_Arsenie_Boca_
_Arsenie_Boca_ t1_je8km8c wrote
Reply to [R] LLaMA-Adapter: Efficient Fine-tuning of Language Models with Zero-init Attention by floppy_llama
Very interesting work! Though I find the explanation of the concrete approach (how the additional parameters are used by the LM) to be a bit vague. Does anyone have a deeper understanding? Is it using regular adapters?
_Arsenie_Boca_ t1_je6ayl7 wrote
Reply to comment by RicketyCricket in [D] Alternatives to fb Hydra? by alyflex
Thanks, looks like your library isn't far behind hydra in terms of functionality. Will definitely look into it more closely the next time I set up a project.
What would you say are the pros and cons between hydra and spock?
_Arsenie_Boca_ t1_je5d04j wrote
Reply to comment by RicketyCricket in [D] Alternatives to fb Hydra? by alyflex
Looks interesting, a bit more lightweight than hydra. But also misses a lot of cool features like composing multiple yaml configs
_Arsenie_Boca_ t1_jdqy1n8 wrote
Reply to comment by Co0k1eGal3xy in Is it possible to merge transformers? [D] by seraphaplaca2
Merging model outputs also means you have to run both models. I think the best option is to merge the weights and recover performance using datasets from both domains and distillation from the respective expert model.
_Arsenie_Boca_ t1_jdlc2ah wrote
Reply to comment by learn-deeply in [R] Reflexion: an autonomous agent with dynamic memory and self-reflection - Noah Shinn et al 2023 Northeastern University Boston - Outperforms GPT-4 on HumanEval accuracy (0.67 --> 0.88)! by Singularian2501
Thanks! If that is really the TL;DR, I have never seen an abstract that beats about the bush so much
_Arsenie_Boca_ t1_jder0rp wrote
Reply to [N] ChatGPT plugins by Singularian2501
Bad news for langchain
_Arsenie_Boca_ t1_jdc0ko2 wrote
Reply to comment by Icko_ in [P] Open-source GPT4 & LangChain Chatbot for large PDF docs by radi-cho
True, but im not sure how much cheaper that would really be.
_Arsenie_Boca_ t1_jdbsl4b wrote
What are the costs for all the services? I assume GPT-4 is billed per request and Pinecone per hour?
_Arsenie_Boca_ t1_jd6u2my wrote
Reply to [R] SPDF - Sparse Pre-training and Dense Fine-tuning for Large Language Models by CS-fan-101
First time I hear sparse pretraining and dense finetuning. Usually its the other way around right? So that you get faster inference speeds. Is it correct that you are aiming for faster pretraining through sparsity here, while having normal dense inference speeds?
Also, could you provide an intuition on how cerebras is able to translate unstructured sparsity to speedups? Since you pretrained a 1.3B model, I assume it runs on GPU, unlike DeepSparse?
_Arsenie_Boca_ t1_jbbh5ng wrote
Reply to comment by __Maximum__ in [D] Can someone explain the discrepancy between the findings of LLaMA and Chinchilla? by __Maximum__
Until convergence is something that we often say and hear but makes no sense by definition. Convergence never ends
_Arsenie_Boca_ t1_jb1wjfi wrote
Reply to comment by bo_peng in [R] RWKV (100% RNN) can genuinely model ctx4k+ documents in Pile, and RWKV model+inference+generation in 150 lines of Python by bo_peng
It does help but certainly doesnt make everything clear. I am confident I could run inference on it, but my interest is rather academic than practical.
What is the magic number 5 all about? It seems to appear all over the code without explanation.
Are the time mixing and channel mixing operations novel or were they introduced by a citable work?

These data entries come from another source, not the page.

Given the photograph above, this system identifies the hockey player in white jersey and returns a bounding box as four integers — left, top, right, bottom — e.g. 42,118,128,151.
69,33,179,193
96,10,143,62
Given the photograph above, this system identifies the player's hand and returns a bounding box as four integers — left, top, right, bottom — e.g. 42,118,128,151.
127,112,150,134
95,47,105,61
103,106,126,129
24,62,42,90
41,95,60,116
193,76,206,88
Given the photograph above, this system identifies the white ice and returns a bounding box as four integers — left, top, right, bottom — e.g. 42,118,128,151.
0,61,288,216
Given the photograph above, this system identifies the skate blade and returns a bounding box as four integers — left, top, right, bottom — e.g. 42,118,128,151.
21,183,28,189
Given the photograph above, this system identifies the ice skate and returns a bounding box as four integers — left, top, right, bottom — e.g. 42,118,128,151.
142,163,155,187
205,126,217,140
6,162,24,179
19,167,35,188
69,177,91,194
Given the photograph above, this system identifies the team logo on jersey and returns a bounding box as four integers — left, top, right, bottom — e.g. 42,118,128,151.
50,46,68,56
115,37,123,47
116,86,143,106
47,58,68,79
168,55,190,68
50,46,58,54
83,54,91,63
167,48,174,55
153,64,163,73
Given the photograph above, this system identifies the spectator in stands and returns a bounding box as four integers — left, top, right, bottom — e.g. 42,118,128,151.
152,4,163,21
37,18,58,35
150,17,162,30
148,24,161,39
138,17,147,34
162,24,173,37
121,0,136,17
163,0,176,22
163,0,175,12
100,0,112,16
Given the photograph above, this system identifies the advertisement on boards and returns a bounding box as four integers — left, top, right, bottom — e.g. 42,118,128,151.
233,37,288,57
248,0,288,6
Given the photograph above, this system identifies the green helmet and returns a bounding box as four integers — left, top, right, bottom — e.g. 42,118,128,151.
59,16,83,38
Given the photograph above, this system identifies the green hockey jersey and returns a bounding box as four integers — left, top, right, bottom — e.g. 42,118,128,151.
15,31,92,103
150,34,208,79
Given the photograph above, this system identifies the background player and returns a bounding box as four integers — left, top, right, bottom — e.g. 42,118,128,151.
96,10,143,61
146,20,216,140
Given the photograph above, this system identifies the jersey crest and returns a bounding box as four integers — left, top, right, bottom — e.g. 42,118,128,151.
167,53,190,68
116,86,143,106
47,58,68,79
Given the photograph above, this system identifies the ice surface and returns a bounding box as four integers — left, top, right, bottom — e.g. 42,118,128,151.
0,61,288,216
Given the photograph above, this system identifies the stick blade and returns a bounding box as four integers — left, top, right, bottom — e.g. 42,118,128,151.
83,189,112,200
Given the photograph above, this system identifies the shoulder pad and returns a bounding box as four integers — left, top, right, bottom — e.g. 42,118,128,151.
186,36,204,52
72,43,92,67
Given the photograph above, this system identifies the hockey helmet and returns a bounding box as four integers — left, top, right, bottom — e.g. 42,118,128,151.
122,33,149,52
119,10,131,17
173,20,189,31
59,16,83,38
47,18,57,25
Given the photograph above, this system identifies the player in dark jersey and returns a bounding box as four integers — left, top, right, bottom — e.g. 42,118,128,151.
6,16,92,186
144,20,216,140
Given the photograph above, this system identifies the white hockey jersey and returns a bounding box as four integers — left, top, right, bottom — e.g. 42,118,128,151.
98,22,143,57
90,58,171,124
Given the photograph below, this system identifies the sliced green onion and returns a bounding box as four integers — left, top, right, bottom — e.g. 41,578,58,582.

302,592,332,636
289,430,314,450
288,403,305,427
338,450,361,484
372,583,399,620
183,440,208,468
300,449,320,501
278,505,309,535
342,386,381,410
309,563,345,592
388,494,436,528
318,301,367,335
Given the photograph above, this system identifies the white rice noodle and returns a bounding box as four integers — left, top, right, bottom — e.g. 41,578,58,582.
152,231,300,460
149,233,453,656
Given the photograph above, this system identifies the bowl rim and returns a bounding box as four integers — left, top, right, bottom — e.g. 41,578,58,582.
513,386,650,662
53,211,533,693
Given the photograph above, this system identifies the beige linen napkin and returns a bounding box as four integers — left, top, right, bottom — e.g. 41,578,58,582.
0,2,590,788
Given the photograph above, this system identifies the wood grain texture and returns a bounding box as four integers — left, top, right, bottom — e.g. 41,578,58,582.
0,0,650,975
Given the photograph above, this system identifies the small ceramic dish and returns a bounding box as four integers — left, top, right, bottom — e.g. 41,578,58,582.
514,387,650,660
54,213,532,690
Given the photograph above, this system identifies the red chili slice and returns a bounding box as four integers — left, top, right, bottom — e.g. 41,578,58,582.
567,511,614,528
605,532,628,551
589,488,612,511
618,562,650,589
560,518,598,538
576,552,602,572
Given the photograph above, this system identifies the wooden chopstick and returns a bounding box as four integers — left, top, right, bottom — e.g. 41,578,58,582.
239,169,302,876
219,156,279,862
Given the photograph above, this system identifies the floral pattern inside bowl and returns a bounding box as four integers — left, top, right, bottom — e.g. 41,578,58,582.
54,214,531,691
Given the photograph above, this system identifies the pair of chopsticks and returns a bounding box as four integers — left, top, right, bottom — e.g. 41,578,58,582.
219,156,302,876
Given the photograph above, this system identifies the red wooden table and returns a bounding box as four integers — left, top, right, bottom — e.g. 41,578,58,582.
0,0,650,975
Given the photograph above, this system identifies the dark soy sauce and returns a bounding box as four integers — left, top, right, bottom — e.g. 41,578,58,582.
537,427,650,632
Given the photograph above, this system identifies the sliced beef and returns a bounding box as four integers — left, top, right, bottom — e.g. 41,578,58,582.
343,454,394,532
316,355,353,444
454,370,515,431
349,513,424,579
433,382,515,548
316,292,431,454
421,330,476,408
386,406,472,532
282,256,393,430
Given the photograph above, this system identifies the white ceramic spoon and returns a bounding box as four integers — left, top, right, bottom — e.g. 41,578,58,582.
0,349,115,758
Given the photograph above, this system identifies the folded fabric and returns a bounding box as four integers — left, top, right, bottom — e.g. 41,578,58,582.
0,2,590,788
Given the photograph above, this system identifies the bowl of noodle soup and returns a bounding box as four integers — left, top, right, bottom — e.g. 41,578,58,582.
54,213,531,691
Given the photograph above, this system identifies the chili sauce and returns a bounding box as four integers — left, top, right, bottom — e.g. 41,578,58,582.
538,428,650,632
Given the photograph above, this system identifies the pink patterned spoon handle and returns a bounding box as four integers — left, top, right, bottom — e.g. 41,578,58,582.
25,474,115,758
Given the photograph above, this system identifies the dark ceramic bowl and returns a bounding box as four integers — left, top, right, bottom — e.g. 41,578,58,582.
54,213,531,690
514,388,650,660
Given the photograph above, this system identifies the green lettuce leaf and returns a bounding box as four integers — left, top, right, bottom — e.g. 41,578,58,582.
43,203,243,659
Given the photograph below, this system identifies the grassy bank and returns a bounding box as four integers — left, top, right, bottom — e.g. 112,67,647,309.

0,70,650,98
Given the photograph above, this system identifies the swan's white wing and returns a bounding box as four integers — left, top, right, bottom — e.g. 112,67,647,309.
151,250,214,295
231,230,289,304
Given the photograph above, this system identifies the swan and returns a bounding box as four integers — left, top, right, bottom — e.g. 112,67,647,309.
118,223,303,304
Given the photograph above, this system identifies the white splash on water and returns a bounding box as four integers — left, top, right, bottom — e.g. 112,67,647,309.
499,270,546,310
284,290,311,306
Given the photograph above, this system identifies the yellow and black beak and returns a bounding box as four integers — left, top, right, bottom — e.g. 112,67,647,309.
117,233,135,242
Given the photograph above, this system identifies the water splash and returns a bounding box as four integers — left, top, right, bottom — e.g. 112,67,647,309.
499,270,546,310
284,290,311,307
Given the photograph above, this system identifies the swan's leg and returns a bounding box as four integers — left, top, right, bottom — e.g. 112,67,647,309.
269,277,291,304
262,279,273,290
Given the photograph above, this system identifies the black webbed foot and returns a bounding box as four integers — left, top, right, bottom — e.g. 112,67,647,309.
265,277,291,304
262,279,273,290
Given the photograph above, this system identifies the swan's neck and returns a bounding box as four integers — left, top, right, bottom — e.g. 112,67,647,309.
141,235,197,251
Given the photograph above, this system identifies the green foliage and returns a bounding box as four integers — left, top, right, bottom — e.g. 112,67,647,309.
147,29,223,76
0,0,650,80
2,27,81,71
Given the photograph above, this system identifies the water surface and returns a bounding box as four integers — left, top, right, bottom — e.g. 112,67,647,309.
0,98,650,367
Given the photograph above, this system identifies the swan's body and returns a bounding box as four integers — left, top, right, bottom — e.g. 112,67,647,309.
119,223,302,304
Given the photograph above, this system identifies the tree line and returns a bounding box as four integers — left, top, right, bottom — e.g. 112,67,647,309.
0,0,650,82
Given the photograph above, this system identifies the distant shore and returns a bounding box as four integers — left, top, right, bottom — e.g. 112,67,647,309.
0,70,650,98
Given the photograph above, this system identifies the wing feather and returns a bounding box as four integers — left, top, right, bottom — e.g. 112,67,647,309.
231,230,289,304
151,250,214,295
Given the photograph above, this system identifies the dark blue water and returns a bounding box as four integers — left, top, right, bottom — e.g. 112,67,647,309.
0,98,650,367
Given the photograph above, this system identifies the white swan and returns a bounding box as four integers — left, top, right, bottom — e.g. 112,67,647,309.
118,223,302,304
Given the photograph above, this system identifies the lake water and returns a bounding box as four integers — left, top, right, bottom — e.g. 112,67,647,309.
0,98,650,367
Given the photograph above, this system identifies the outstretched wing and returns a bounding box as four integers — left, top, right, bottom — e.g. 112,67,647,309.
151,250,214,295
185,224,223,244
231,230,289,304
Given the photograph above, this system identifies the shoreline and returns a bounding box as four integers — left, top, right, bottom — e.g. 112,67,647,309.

How does the parallelization during training work?
_Arsenie_Boca_ t1_jb0sm2c wrote
Reply to [R] RWKV (100% RNN) can genuinely model ctx4k+ documents in Pile, and RWKV model+inference+generation in 150 lines of Python by bo_peng
I have been following your reddit posts for some while now, but I still dont think I fully understand it. Did you consider writing a paper? It might help people get the method and might fuel the open source help you get.
_Arsenie_Boca_ t1_jai5zgz wrote
Reply to comment by limpbizkit4prez in [R] EvoPrompting: Language models can create novel and effective deep neural architectures. These architectures are also able to outperform those designed by human experts (with few-shot prompting) by MysteryInc152
The final evaluation is done on test metrics right? If so, why does it matter?
_Arsenie_Boca_ OP t1_j9gix7q wrote
Reply to comment by Professional_Poet489 in [D] Bottleneck Layers: What's your intuition? by _Arsenie_Boca_
If I understand you correctly, that would mean that bottlenecks only interesting when
a) you further use the lower dimensional features as output like in autoencoders b) you are interested in knowing if your features have lower intrinsic dimension
Both are not met in many cases such as normal ResNets. Could you elaborate how you believe bottlenecks act as regularizers?
_Arsenie_Boca_ OP t1_j9ghq1m wrote
Reply to comment by MediumOrder5478 in [D] Bottleneck Layers: What's your intuition? by _Arsenie_Boca_
That makes a lot of sense. So in that train of thought, bottlenecks are somewhat specific to CNNs, right? Or do you see a similar reasoning in fully connected networks or transformers?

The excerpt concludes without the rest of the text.